Equipped to Understand Our Suffering
When I think that I became a pastor at the age of 23, I shake my head. What business did I have presuming to pastor at such a young age? Some may have the gifts or maturity to pastor at such a young age, but I don’t think I did.
I didn’t know much about suffering. Sure, I’d suffered, but not in a way that would help me understand the tears of a senior burying her husband of 50 years, or the anguish of parents whose son just experienced his first schizophrenic episode. I had the same depth of insight as a music student has when he taps his first song with one finger. I had years of learning and suffering ahead of me.
I don’t presume to be mature now, but I’ve suffered. My sufferings have changed me as a pastor. I can’t imagine being entrusted with the care of souls without having suffered, in big and small ways, in the years since I became a pastor.

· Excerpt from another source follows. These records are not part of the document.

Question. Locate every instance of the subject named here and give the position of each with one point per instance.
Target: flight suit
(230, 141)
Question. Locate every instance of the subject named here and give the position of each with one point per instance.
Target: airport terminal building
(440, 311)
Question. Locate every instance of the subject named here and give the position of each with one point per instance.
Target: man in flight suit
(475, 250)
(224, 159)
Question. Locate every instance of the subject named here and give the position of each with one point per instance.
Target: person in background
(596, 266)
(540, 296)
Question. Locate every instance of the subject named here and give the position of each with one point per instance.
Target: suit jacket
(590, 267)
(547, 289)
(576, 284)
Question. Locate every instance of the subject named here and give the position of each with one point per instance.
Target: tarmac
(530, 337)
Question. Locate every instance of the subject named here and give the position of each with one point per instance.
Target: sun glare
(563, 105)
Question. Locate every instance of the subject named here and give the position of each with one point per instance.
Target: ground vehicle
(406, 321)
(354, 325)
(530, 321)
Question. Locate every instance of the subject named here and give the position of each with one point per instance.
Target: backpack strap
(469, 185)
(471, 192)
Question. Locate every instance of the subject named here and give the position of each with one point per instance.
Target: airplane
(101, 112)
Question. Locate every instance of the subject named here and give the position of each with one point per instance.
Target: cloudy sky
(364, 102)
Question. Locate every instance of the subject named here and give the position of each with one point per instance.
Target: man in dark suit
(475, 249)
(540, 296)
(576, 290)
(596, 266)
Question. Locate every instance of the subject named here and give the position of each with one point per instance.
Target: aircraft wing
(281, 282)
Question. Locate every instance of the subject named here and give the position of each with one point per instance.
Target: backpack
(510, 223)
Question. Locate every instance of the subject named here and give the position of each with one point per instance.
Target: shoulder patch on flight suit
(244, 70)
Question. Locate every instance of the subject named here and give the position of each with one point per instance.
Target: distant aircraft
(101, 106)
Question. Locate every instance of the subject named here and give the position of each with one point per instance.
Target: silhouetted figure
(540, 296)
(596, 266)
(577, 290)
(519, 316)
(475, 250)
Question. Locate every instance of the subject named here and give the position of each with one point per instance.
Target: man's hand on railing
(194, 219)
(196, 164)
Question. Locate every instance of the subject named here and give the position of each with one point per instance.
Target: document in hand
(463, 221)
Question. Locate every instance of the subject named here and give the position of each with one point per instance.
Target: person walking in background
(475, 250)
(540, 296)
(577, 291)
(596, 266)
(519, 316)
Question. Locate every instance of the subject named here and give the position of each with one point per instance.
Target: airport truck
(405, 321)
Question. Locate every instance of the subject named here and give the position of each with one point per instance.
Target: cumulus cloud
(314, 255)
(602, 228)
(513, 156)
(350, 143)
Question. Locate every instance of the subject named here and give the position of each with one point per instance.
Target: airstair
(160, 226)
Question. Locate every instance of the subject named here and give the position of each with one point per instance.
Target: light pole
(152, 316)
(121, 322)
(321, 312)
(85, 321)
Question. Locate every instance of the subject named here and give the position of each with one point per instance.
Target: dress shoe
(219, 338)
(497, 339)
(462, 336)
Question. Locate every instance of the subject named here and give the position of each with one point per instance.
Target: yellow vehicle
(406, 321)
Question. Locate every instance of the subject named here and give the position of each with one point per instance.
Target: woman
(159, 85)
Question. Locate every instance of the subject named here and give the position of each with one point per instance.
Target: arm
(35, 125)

My suffering equips me to understand the suffering of others.
Jesus suffered.
Nobody suffered like Jesus. He suffered throughout his entire life, but he especially suffered in the hours leading to his death. He cried out, alone, to his Father in the garden. He was abandoned, mocked, beaten, and stripped. And then he was killed. He was a man of sorrows, acquainted with grief. Others have suffered, but nobody has suffered like Jesus.
John Stott said it well:
He laid aside his immunity to pain. He entered our world of flesh and blood, tears and death. He suffered for us. Our sufferings become more manageable in the light of his.
I’m thankful that Jesus suffered. His sufferings accomplished our salvation. They also allow him to understand our suffering. He’s equipped to understand our suffering, and I’m thankful.